The next morning we were met by our driver from Omnicar for a quick tour of Sydney before boarding the ship. The famous Bondi Beach was one stop. We drove to Mrs. McQuarrie’s Chair, one of the most famous views in Sydney. From here there is the sweep of the “Coathanger” Bridge over to the well known icon of the Opera House. Just to the left of that we could see the Volendam waiting for us!
Our driver dropped us at the famous Opera House for the inside tour. Our guide Alex was outstanding and clearly loved his job as he took us from backstage into the various concert halls and gave us an extensive education in the architecture and uses of the Opera House.
Then it was time board the ship. HAL Volendam is a favorite ship. We had cruised to Alaska on her before, so we knew her well and loved her! Embarkation was very easy and soon we are on board and at the wonderful buffet.
Sailing out of Sydney Harbour past the Opera House is a special sight. Just days before sailing the Upgrade Fairy had waved her magic wand and placed us in a balcony cabin. A balcony is nice to have, but honestly on this trip the high humidity limited our enjoyment of it.

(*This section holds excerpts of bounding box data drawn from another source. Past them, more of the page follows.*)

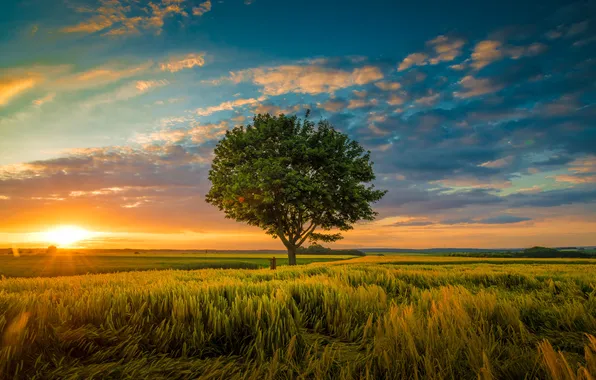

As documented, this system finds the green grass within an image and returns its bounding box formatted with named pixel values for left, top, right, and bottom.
left=0, top=256, right=596, bottom=380
left=0, top=252, right=353, bottom=277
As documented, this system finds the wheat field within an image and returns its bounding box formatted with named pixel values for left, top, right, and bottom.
left=0, top=256, right=596, bottom=380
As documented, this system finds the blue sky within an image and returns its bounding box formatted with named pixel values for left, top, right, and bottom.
left=0, top=0, right=596, bottom=248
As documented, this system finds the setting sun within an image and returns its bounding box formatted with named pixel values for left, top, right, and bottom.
left=43, top=226, right=93, bottom=246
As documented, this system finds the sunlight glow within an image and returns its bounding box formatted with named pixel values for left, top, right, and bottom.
left=42, top=226, right=93, bottom=247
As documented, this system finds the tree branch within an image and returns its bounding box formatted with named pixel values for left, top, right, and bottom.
left=296, top=222, right=317, bottom=247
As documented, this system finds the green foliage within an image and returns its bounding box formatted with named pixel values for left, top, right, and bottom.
left=0, top=256, right=596, bottom=380
left=206, top=114, right=385, bottom=262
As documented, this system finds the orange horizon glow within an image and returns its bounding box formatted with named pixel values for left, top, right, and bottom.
left=29, top=225, right=98, bottom=248
left=0, top=218, right=596, bottom=250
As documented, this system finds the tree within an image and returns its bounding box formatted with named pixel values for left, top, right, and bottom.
left=206, top=112, right=385, bottom=265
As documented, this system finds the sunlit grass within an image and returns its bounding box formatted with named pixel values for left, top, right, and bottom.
left=0, top=257, right=596, bottom=379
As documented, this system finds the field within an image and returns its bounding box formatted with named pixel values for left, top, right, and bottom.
left=0, top=256, right=596, bottom=379
left=0, top=251, right=353, bottom=277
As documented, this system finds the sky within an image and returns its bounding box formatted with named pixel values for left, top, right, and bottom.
left=0, top=0, right=596, bottom=249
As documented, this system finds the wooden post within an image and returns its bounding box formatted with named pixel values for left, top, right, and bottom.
left=269, top=256, right=277, bottom=270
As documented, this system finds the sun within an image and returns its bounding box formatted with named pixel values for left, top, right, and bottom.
left=43, top=226, right=93, bottom=247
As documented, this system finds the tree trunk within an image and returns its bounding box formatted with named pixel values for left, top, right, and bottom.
left=286, top=247, right=296, bottom=265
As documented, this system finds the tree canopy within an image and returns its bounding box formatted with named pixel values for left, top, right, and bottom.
left=206, top=114, right=385, bottom=264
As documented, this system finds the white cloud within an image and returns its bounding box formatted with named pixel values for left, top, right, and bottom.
left=192, top=0, right=211, bottom=16
left=159, top=53, right=205, bottom=73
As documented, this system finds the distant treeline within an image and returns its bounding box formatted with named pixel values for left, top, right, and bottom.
left=449, top=247, right=596, bottom=259
left=296, top=244, right=366, bottom=256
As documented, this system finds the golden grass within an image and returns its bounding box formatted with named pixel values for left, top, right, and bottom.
left=0, top=256, right=596, bottom=379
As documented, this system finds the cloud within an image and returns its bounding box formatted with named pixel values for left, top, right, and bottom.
left=546, top=21, right=589, bottom=40
left=252, top=104, right=302, bottom=115
left=252, top=65, right=383, bottom=95
left=81, top=79, right=169, bottom=109
left=60, top=0, right=191, bottom=36
left=454, top=75, right=504, bottom=99
left=471, top=40, right=547, bottom=70
left=195, top=97, right=266, bottom=116
left=0, top=77, right=39, bottom=107
left=426, top=36, right=466, bottom=65
left=375, top=82, right=401, bottom=91
left=348, top=99, right=378, bottom=109
left=33, top=92, right=56, bottom=107
left=397, top=53, right=428, bottom=71
left=192, top=0, right=211, bottom=16
left=317, top=99, right=348, bottom=112
left=52, top=61, right=153, bottom=90
left=441, top=214, right=532, bottom=224
left=552, top=156, right=596, bottom=184
left=159, top=53, right=205, bottom=73
left=415, top=93, right=440, bottom=106
left=217, top=62, right=383, bottom=96
left=397, top=35, right=466, bottom=71
left=387, top=94, right=405, bottom=106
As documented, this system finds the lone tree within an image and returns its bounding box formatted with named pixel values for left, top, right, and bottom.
left=206, top=112, right=385, bottom=265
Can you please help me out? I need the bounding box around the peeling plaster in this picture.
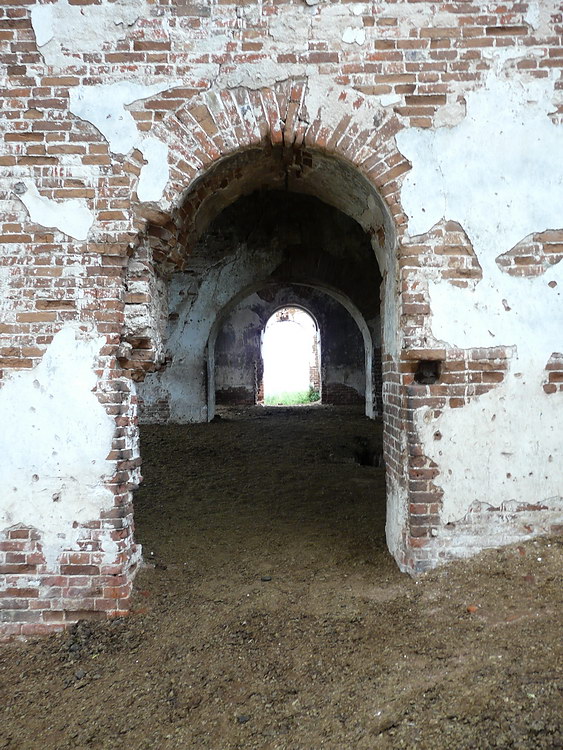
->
[342,26,366,46]
[31,0,150,68]
[397,63,563,538]
[0,326,117,570]
[69,81,180,154]
[18,180,94,240]
[137,137,170,202]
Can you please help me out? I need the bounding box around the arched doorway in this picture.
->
[126,138,407,565]
[258,306,321,406]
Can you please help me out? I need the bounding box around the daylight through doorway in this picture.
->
[262,307,321,406]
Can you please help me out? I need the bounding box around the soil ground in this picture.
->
[0,407,563,750]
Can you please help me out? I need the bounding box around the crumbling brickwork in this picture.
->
[0,0,563,636]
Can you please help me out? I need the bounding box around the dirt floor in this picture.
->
[0,407,563,750]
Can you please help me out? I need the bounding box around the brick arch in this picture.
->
[207,281,374,419]
[126,79,410,267]
[120,80,412,568]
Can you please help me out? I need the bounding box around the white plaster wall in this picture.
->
[139,249,281,423]
[0,326,117,570]
[397,56,563,543]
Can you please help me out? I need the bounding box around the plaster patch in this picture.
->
[268,6,311,49]
[69,81,180,154]
[434,102,466,128]
[397,73,563,272]
[524,0,561,36]
[137,137,170,201]
[31,3,55,47]
[342,26,366,46]
[18,180,94,240]
[416,377,563,524]
[31,0,150,68]
[216,58,315,89]
[397,66,563,536]
[0,326,117,570]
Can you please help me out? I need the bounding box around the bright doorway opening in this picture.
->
[262,307,321,406]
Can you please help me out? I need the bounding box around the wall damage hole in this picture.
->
[414,359,442,385]
[354,437,384,467]
[262,307,320,406]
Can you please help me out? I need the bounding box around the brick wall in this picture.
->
[0,0,563,635]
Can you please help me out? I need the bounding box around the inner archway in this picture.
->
[130,141,405,572]
[262,306,321,406]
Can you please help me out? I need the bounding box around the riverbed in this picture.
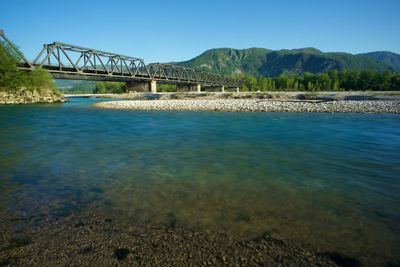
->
[0,98,400,266]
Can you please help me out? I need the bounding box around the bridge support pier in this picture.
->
[176,84,201,92]
[150,80,157,94]
[125,81,157,93]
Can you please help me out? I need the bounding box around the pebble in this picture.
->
[94,99,400,114]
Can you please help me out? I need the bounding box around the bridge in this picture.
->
[0,30,241,93]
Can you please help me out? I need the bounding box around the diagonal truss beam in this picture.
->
[0,30,241,87]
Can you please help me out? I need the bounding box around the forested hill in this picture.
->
[175,48,400,76]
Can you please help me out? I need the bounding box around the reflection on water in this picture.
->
[0,99,400,262]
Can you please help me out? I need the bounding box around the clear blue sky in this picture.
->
[0,0,400,63]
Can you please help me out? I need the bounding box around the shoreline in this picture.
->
[0,212,344,267]
[93,98,400,114]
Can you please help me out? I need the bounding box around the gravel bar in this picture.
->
[94,99,400,114]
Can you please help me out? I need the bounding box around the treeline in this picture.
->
[237,70,400,91]
[0,42,60,94]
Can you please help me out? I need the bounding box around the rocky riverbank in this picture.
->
[0,89,65,104]
[94,99,400,114]
[0,213,346,267]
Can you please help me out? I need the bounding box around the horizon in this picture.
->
[0,0,400,63]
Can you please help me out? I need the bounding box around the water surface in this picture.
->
[0,98,400,265]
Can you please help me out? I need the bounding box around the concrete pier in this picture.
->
[176,84,201,92]
[125,80,157,93]
[125,81,151,93]
[150,80,157,94]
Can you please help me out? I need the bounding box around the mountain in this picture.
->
[174,47,400,76]
[175,48,271,74]
[359,51,400,72]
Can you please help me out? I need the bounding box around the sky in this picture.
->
[0,0,400,63]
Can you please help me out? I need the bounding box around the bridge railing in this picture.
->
[33,42,151,79]
[0,30,241,87]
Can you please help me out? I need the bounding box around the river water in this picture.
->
[0,98,400,264]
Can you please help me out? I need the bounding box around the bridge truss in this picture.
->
[0,30,240,87]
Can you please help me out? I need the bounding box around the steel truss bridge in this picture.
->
[0,30,241,91]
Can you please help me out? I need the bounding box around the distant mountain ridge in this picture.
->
[174,47,400,76]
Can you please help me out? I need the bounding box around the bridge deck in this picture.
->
[0,30,241,87]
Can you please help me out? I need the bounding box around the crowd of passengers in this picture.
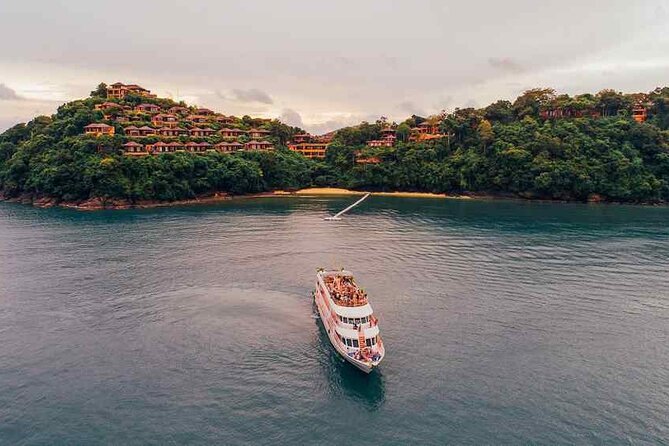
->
[325,276,367,305]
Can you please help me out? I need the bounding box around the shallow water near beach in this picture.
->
[0,196,669,445]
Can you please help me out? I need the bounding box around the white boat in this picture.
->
[314,270,385,373]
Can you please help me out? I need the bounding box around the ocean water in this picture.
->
[0,197,669,445]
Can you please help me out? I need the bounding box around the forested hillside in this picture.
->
[0,88,669,203]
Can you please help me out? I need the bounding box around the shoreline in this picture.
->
[0,187,667,211]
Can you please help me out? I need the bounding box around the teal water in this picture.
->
[0,197,669,445]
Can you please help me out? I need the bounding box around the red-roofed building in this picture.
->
[107,82,156,99]
[244,141,274,152]
[84,123,115,136]
[151,113,179,128]
[214,141,244,153]
[95,102,121,110]
[218,129,246,138]
[248,129,269,138]
[188,127,216,138]
[186,115,209,124]
[288,142,328,158]
[123,141,149,156]
[135,104,160,113]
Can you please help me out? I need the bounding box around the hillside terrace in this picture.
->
[84,82,336,158]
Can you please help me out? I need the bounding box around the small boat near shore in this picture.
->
[314,270,385,373]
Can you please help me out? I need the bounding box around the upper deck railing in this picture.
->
[323,275,369,307]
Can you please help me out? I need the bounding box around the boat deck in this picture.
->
[323,274,368,307]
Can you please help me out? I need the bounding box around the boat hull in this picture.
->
[314,286,383,373]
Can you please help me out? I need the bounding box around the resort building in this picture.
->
[137,125,156,136]
[632,105,648,122]
[151,113,179,128]
[248,129,269,138]
[95,102,121,111]
[184,141,213,153]
[355,156,381,164]
[84,123,115,136]
[123,125,142,137]
[186,115,209,124]
[188,127,216,138]
[156,127,188,137]
[409,121,446,141]
[214,141,244,153]
[215,115,235,124]
[367,127,397,147]
[292,133,312,144]
[288,142,328,159]
[244,141,274,152]
[146,141,184,154]
[135,104,160,113]
[218,129,246,138]
[167,106,190,115]
[123,141,149,156]
[107,82,156,99]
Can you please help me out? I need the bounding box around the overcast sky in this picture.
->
[0,0,669,133]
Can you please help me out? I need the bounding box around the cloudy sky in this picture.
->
[0,0,669,133]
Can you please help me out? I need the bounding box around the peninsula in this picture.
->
[0,83,669,207]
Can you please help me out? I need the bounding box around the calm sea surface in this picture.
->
[0,197,669,445]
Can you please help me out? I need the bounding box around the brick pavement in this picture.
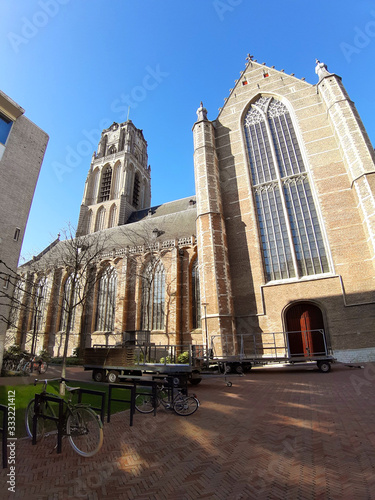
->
[1,364,375,500]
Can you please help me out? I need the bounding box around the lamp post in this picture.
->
[202,302,208,359]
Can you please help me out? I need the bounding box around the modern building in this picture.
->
[5,57,375,362]
[0,91,48,365]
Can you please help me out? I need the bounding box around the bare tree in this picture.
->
[47,225,109,392]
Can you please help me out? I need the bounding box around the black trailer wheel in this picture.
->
[92,370,105,382]
[107,370,118,384]
[317,360,331,373]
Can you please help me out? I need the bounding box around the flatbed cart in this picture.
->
[208,329,336,373]
[83,342,201,384]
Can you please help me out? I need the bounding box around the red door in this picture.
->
[286,302,326,356]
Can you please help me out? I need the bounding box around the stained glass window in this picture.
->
[95,267,117,332]
[141,261,165,330]
[244,97,329,281]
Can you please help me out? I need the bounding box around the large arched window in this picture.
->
[95,207,105,232]
[95,266,117,332]
[141,261,165,330]
[59,274,79,332]
[111,163,121,200]
[244,97,329,281]
[108,205,117,227]
[191,259,202,329]
[9,278,25,327]
[84,210,92,234]
[34,277,48,332]
[133,172,141,208]
[99,165,112,202]
[90,168,100,204]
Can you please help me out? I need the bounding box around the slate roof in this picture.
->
[21,196,197,271]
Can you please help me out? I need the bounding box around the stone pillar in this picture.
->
[193,104,236,355]
[318,73,375,265]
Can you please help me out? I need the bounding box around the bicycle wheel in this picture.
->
[173,396,199,417]
[25,399,45,441]
[66,407,103,457]
[39,361,48,373]
[23,361,33,373]
[135,394,154,413]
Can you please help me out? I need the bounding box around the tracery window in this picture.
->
[108,205,117,227]
[244,97,329,281]
[133,172,140,208]
[99,165,112,202]
[9,278,25,327]
[141,261,165,330]
[95,207,105,232]
[191,259,202,329]
[59,274,79,332]
[85,210,92,234]
[0,113,13,144]
[95,266,117,332]
[34,277,48,332]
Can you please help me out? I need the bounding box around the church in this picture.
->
[7,56,375,362]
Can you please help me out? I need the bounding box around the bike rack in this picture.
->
[152,375,189,401]
[0,405,8,469]
[32,394,64,453]
[77,388,105,424]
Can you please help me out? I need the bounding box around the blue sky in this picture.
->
[0,0,375,263]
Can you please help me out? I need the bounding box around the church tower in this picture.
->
[77,120,151,236]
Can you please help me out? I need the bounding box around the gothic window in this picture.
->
[191,259,202,329]
[59,274,78,332]
[133,172,140,208]
[99,165,112,202]
[34,277,48,332]
[90,168,100,204]
[95,207,105,232]
[141,261,165,330]
[9,279,25,327]
[244,97,329,281]
[112,163,121,200]
[95,266,117,332]
[0,113,13,144]
[85,210,92,234]
[108,205,117,227]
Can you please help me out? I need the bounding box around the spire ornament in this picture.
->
[197,101,207,122]
[315,59,332,81]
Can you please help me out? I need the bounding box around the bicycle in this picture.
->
[135,385,200,417]
[25,378,103,457]
[20,356,48,374]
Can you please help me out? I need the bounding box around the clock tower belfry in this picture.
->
[77,120,151,236]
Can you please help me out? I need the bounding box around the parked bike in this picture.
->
[25,378,103,457]
[135,385,200,417]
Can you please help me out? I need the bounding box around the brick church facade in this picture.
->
[8,57,375,361]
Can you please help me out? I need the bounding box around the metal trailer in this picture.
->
[198,329,336,373]
[83,341,201,384]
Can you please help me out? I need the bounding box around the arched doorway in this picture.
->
[285,302,326,357]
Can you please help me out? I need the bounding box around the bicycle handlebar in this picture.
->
[34,377,66,385]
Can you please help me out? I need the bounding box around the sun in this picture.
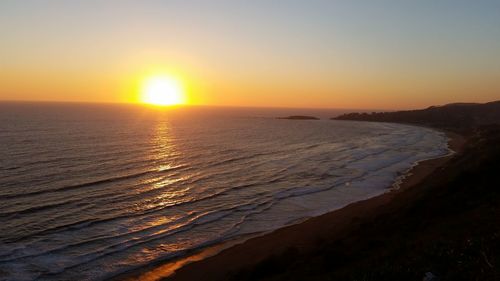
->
[141,76,186,106]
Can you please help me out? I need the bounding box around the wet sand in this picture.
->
[116,132,466,280]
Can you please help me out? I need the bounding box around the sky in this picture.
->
[0,0,500,109]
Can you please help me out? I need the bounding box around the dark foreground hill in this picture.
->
[227,125,500,281]
[332,101,500,131]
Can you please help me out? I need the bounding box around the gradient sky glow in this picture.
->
[0,0,500,109]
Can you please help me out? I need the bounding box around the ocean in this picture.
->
[0,102,449,280]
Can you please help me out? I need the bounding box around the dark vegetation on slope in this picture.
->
[230,102,500,280]
[332,101,500,132]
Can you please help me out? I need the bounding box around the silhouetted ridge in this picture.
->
[332,101,500,130]
[278,115,319,120]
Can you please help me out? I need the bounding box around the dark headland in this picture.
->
[129,102,500,280]
[277,115,319,120]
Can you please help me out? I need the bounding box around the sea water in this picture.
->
[0,103,448,280]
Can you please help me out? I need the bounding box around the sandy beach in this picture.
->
[116,131,466,280]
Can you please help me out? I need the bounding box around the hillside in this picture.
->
[332,101,500,131]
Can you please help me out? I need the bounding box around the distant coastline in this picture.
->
[276,115,320,120]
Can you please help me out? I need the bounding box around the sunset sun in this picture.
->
[141,76,185,106]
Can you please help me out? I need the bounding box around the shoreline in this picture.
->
[115,128,467,281]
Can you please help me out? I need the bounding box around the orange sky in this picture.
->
[0,0,500,109]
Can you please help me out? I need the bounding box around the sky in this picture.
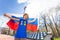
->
[0,0,60,26]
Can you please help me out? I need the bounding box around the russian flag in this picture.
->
[7,18,38,32]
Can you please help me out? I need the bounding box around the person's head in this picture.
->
[23,13,29,19]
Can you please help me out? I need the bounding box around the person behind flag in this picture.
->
[4,13,36,40]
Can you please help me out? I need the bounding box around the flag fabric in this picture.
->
[7,19,37,32]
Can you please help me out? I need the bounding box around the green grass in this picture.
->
[54,38,60,40]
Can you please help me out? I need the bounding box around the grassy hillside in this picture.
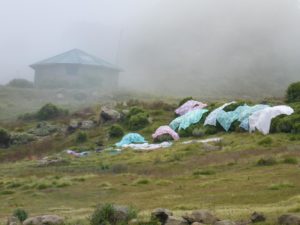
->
[0,96,300,224]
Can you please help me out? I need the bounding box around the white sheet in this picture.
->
[249,105,294,134]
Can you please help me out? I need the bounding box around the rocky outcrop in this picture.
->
[165,216,189,225]
[23,215,64,225]
[250,212,266,223]
[100,107,121,123]
[278,214,300,225]
[6,216,21,225]
[151,208,173,224]
[183,210,219,224]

We received a notice that for the first two days, there was no self service in the buffet. Supposedly this has resulted in a 60% decline in illness aboard. It is a slight inconvenience in the buffet. Sadly, though, the necessity of assigning so may of the waitstaff to the buffet resulted in a noticable decline in service in the dining room for those two days. However, after staffing returned to normal we had our usual outstanding HAL service.

This cruise begins with a day at sea, which is a very good way to start a cruise! After a leisurely breakfast in the dining room, we went up to the Crow’s Nest for our CruiseCritic bulletin board Meet & Greet. It was fun to meet the people whose postings we had been reading for months before the cruise!

The Cruise Director Jimmy joined us and gave us some nice “inside” information as well as providing champagne and mimosas for us! He is a very personable guy and did a great job on this cruise.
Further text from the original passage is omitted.